Does any one advertise in Magazines, and is it profitable? I know when I first did research for my business ( embroidered dog tank tops), I looked in magazines, and I replyed to advertisements. So I didn't know if anyone had some info or advise about doing this or not. Thanks!!!


----------



## Rodney (Nov 3, 2004)

This past thread might help: http://www.t-shirtforums.com/t-shirt-marketing/t502.html

Hopefully if anybody has any recent tips, they'll post them here as well


----------



## Bougie (Jul 12, 2005)

I read that advertising is the most costly way to get new customers and it shouldn't be done unless it is very very targeted. For example, if you advertise model airplanes in a model airplane magazine, that works well. The readership is perfectly targeted to the product. But if you advertised model airplanes in Time magazine that would be throwing away your money.


----------



## Rico Menor (Mar 22, 2007)

Bougie said:


> I read that advertising is the most costly way to get new customers and it shouldn't be done unless it is very very targeted. For example, if you advertise model airplanes in a model airplane magazine, that works well. The readership is perfectly targeted to the product. But if you advertised model airplanes in Time magazine that would be throwing away your money.


+1 
I plan on running a couple of ads in a magazine that targets my customer base as well as the music mags that my customers are likely to buy. 
You can look around for new and up comming mags that will be selling spots for real cheap and they tend to flood the market with their mags since they are trying to get their name out as well.
Foot work helps a lot too, i have been to plenty of events and had some good looking girls handing out my business cards and some stickers.


----------



## zagadka (Jul 6, 2006)

we put an ad in the February issue of BUST! -which is totally our target market- and we only got one sale that we know of from it. it was disapointing to say the least, but i've read some statistic that says for most consumers, they have to see the ad/ image/ logo 4 times before remembering it and acting on any impulse.


----------



## Rodney (Nov 3, 2004)

zagadka said:


> we put an ad in the February issue of BUST! -which is totally our target market- and we only got one sale that we know of from it. it was disapointing to say the least, but i've read some statistic that says for most consumers, they have to see the ad/ image/ logo 4 times before remembering it and acting on any impulse.

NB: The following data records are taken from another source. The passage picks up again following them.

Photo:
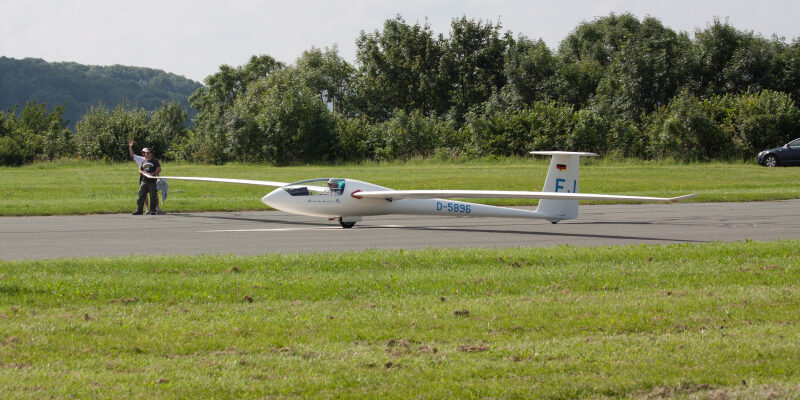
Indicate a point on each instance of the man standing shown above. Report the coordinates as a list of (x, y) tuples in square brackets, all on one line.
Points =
[(149, 165)]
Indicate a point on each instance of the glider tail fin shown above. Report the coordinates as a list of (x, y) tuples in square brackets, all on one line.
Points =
[(562, 176)]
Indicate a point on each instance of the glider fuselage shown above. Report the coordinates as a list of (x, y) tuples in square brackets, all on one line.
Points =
[(330, 203)]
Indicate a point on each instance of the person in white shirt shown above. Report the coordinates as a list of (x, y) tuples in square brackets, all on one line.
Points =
[(139, 161)]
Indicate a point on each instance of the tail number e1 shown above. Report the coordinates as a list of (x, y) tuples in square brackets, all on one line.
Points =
[(453, 207), (560, 185)]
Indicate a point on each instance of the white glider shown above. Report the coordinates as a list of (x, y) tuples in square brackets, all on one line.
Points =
[(348, 200)]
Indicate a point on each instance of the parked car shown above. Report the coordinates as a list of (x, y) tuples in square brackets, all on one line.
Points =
[(789, 154)]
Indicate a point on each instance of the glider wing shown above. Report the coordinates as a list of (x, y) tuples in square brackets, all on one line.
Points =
[(504, 194)]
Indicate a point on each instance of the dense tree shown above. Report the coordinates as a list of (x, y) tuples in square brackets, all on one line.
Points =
[(328, 74), (648, 71), (103, 133), (398, 70), (473, 61), (530, 68)]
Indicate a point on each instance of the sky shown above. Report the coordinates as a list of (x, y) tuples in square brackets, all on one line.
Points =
[(194, 37)]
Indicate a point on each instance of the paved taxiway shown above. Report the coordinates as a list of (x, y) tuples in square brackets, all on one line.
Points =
[(278, 232)]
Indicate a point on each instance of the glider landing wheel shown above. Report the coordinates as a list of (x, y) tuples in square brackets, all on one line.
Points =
[(346, 225)]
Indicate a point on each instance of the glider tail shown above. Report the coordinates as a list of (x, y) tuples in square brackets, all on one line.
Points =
[(563, 177)]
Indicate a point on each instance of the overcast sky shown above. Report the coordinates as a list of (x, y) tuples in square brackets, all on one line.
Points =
[(193, 38)]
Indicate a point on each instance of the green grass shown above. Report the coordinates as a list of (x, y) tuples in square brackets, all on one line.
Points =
[(710, 321), (79, 187)]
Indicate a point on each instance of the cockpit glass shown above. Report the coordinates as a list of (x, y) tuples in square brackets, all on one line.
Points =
[(316, 187)]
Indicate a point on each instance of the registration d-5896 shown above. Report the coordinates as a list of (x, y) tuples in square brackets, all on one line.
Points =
[(459, 208)]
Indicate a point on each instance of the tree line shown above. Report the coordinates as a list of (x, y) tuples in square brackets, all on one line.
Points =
[(78, 87), (616, 85)]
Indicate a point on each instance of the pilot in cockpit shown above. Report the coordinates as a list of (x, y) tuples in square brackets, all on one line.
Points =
[(335, 186)]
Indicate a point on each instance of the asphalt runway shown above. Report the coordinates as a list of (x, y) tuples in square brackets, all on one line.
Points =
[(278, 232)]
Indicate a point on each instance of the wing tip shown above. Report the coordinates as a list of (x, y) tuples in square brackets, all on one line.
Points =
[(682, 198)]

That's interesting. I got a email solicitation from that same magazine to advertise in their upcoming issues. Even though it didn't fit my target market, I was wondering how an ad would do there if I did have a product to fit their demographic.

Do you think you'll keep trying it to help get that brand exposure?


----------



## plaid (Mar 2, 2007)

So advertising in mags can be either really good, or not really good...  what would you say would be the top 2-3 ways to advertise then? I have a new business and I have heard many times, you need to advertise, spending money on advertising is money well spent.... top 2-3 ways to advertise then?


----------



## plaid (Mar 2, 2007)

*Re: Magazines? Top 2-3 ways to advertise?*

I am rewording my title a little to get more info on advertising, not just magazines... What are the top 2-3 ways to advertise?


----------



## Rodney (Nov 3, 2004)

*Re: Magazines? Top 2-3 ways to advertise?*



plaid said:


> I am rewording my title a little to get more info on advertising, not just magazines... What are the top 2-3 ways to advertise?

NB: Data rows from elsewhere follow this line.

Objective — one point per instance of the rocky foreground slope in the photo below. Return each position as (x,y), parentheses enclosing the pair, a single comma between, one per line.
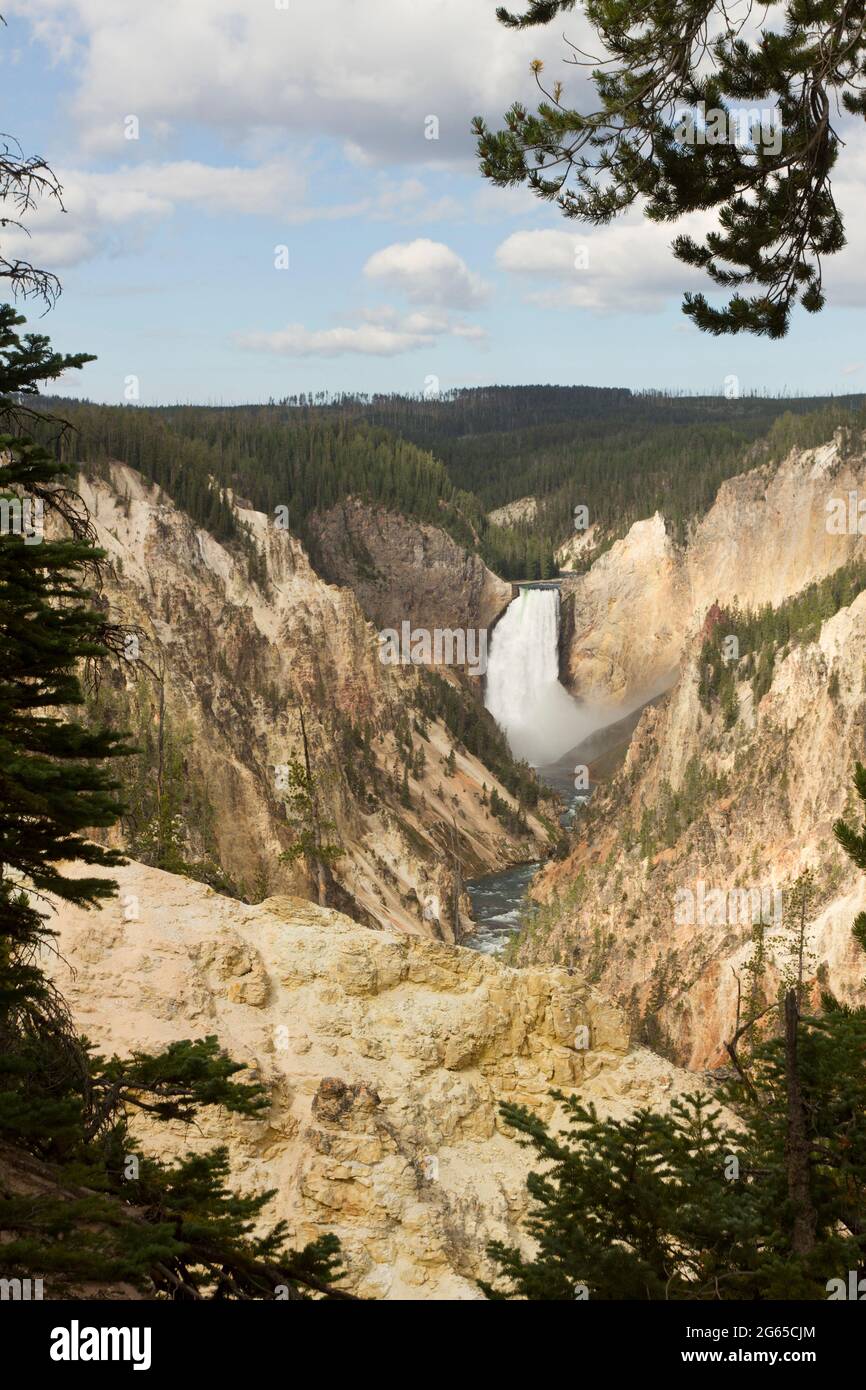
(387,1058)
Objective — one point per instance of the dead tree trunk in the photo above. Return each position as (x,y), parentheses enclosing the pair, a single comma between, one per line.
(797,1139)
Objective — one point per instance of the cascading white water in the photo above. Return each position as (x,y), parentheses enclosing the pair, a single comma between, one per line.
(523,690)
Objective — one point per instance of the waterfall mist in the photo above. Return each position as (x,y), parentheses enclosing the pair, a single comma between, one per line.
(523,691)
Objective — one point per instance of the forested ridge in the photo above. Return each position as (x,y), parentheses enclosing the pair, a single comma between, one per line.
(451,460)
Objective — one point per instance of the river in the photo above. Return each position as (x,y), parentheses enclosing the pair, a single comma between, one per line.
(538,715)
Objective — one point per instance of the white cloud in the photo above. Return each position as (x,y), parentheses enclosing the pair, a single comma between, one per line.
(110,210)
(627,266)
(103,210)
(427,273)
(369,341)
(366,74)
(385,332)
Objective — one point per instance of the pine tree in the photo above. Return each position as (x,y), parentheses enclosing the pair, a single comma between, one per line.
(667,131)
(677,1205)
(107,1211)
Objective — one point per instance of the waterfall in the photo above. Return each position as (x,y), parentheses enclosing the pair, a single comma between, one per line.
(523,690)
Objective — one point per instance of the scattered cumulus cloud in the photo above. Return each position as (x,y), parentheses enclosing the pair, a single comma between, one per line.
(384,332)
(367,74)
(427,273)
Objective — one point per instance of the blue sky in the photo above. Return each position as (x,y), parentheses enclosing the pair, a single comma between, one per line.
(305,127)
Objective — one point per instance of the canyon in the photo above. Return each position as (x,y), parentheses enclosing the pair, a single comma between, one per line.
(385,1057)
(238,660)
(763,794)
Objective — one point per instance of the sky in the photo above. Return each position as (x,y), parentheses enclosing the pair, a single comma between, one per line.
(277,196)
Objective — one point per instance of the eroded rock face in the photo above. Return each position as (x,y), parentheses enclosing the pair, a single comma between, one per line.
(633,613)
(756,805)
(241,659)
(385,1055)
(403,570)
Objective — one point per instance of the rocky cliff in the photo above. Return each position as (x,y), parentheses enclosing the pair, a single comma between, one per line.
(231,645)
(385,1057)
(405,570)
(630,616)
(716,811)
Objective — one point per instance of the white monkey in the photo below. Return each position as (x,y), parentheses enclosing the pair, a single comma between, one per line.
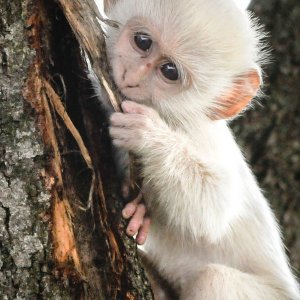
(187,67)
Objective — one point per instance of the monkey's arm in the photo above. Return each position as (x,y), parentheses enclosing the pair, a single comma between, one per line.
(194,195)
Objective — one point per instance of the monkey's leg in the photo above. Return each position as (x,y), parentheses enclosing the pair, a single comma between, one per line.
(218,282)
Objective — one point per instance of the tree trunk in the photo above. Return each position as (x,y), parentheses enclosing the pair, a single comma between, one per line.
(61,232)
(270,133)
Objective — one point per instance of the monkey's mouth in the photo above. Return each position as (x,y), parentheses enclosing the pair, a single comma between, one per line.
(130,93)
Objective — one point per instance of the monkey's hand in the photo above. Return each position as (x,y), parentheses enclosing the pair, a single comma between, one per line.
(139,223)
(139,129)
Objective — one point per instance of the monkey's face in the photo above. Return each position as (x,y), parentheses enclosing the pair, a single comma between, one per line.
(142,69)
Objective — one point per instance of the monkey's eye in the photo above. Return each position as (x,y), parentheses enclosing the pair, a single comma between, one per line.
(170,71)
(143,41)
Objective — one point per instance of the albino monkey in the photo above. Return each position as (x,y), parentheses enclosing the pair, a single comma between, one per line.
(187,67)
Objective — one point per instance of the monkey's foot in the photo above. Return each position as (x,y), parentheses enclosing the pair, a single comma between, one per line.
(139,223)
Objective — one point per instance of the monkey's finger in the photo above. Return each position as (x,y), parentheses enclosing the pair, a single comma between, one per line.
(131,207)
(143,232)
(137,220)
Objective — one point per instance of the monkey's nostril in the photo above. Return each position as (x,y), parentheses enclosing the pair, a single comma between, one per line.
(133,86)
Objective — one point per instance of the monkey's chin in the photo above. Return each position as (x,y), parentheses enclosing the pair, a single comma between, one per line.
(133,96)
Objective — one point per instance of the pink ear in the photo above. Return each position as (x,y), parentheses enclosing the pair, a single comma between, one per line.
(243,91)
(108,4)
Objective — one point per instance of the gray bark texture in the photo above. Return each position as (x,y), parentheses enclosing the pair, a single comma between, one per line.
(61,232)
(24,201)
(270,133)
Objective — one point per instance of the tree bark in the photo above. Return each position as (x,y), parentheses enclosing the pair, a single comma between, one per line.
(61,232)
(269,133)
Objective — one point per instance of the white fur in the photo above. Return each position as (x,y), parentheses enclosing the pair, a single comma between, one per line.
(213,234)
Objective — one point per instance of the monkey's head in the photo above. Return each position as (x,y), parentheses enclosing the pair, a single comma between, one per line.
(196,56)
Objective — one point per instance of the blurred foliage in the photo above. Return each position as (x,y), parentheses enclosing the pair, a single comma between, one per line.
(270,133)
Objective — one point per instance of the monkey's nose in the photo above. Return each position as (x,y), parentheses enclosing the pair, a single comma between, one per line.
(133,86)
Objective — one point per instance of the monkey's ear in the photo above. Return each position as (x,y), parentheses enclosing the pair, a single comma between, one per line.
(244,90)
(108,4)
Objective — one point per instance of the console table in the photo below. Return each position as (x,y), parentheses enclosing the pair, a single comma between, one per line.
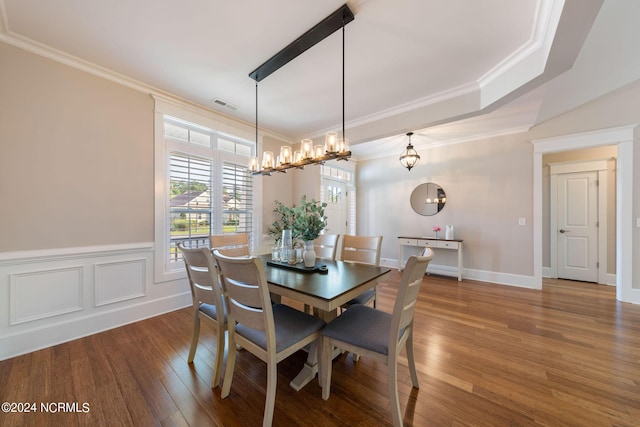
(430,242)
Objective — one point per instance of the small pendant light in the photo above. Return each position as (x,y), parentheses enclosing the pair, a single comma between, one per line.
(409,157)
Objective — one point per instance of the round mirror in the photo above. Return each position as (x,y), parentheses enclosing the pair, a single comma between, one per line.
(428,199)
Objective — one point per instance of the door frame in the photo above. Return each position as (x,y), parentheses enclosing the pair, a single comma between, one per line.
(623,138)
(555,169)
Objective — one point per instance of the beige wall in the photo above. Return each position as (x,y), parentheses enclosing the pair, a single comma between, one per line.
(488,185)
(76,157)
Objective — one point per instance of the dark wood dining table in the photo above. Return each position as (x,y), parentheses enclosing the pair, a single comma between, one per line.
(325,292)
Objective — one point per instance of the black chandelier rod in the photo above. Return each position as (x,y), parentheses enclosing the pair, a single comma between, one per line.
(315,35)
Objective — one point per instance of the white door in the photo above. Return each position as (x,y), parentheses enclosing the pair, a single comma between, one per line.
(578,226)
(336,210)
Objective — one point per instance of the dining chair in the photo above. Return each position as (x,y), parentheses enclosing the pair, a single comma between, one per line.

It will depend on your market, but if you search the forum for advertising and marketing, you'll find lots of tips and suggestions.


----------



## Twinge (Apr 26, 2005)

I'd say that advertising like this - especially if it's not just a small local magazine - is more useful when people ALREADY know who you are. In general, if you just advertise once, or even just for a few months - you're wasting your money. One of the main things advertising acomplishes is to keep people THINKING about you.

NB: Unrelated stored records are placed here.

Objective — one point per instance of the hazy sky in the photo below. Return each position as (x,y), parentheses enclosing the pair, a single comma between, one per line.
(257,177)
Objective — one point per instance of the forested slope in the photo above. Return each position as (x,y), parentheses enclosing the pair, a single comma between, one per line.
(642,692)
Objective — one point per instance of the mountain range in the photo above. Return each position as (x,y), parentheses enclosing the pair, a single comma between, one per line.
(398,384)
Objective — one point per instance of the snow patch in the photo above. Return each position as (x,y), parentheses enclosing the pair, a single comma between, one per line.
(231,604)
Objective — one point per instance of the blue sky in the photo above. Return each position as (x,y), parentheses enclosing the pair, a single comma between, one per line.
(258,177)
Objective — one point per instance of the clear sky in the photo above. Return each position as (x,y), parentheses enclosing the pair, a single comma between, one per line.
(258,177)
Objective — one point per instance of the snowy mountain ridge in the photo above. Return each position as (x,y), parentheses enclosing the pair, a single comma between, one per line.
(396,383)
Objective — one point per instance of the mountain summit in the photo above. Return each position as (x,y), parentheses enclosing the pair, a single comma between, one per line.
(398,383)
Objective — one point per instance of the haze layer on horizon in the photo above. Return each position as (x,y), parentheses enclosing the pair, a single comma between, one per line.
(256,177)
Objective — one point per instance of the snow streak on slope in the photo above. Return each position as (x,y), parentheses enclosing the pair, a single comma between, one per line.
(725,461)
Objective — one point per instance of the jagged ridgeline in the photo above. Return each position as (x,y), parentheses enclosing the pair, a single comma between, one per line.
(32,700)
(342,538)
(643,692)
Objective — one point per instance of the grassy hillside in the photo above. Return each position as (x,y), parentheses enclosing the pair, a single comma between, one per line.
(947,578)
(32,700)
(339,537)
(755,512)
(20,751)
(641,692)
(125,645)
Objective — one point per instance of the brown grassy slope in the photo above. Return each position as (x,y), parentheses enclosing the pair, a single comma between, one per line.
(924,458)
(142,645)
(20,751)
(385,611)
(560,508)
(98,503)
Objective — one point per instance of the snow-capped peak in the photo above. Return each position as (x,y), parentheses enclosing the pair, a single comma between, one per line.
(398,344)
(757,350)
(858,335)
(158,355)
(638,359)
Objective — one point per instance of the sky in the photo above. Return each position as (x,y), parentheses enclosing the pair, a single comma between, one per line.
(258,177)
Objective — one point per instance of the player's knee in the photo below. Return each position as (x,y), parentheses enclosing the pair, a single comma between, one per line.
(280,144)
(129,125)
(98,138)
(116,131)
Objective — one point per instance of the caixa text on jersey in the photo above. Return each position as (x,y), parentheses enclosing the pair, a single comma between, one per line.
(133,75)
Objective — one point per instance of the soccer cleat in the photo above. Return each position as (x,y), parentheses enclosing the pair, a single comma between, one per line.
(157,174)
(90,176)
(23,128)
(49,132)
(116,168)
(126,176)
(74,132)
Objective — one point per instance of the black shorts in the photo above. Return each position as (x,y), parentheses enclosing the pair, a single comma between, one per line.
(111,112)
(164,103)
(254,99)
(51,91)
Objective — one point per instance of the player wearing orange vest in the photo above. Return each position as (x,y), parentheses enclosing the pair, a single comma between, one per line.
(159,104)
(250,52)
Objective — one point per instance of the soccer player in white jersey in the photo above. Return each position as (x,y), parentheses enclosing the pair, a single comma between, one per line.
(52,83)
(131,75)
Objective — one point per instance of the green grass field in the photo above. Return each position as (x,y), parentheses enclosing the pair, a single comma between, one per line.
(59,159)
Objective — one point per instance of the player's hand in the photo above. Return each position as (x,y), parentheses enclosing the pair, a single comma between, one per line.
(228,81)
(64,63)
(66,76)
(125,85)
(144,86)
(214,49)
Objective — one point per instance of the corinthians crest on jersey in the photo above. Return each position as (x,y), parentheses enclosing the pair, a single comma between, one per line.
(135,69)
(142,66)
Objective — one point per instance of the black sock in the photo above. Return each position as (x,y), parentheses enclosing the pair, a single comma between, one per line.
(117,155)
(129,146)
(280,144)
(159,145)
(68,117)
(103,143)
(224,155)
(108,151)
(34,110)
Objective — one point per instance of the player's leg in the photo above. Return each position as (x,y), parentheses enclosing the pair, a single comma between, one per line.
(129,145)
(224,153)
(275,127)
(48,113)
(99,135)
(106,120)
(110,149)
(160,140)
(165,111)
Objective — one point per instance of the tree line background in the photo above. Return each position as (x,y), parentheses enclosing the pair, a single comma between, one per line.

People might think it's silly that a company like McDonalds still advertises all the time - everybody knows who they are and what type of food they have. However, if they stopped advertising, and their competitors didn't, then the first thing that came to mind when someone thought 'fast food' would gradually stop being McDonalds. They'd lose market share over time.

Basically, I'm saying that, in many cases, simply advertising once or briefly won't help anything. Ideally, you should have an ongoing campaign in several mediums. Now, this may not be quite as true for a web-based business since there are other factors at play, but it still applies.


----------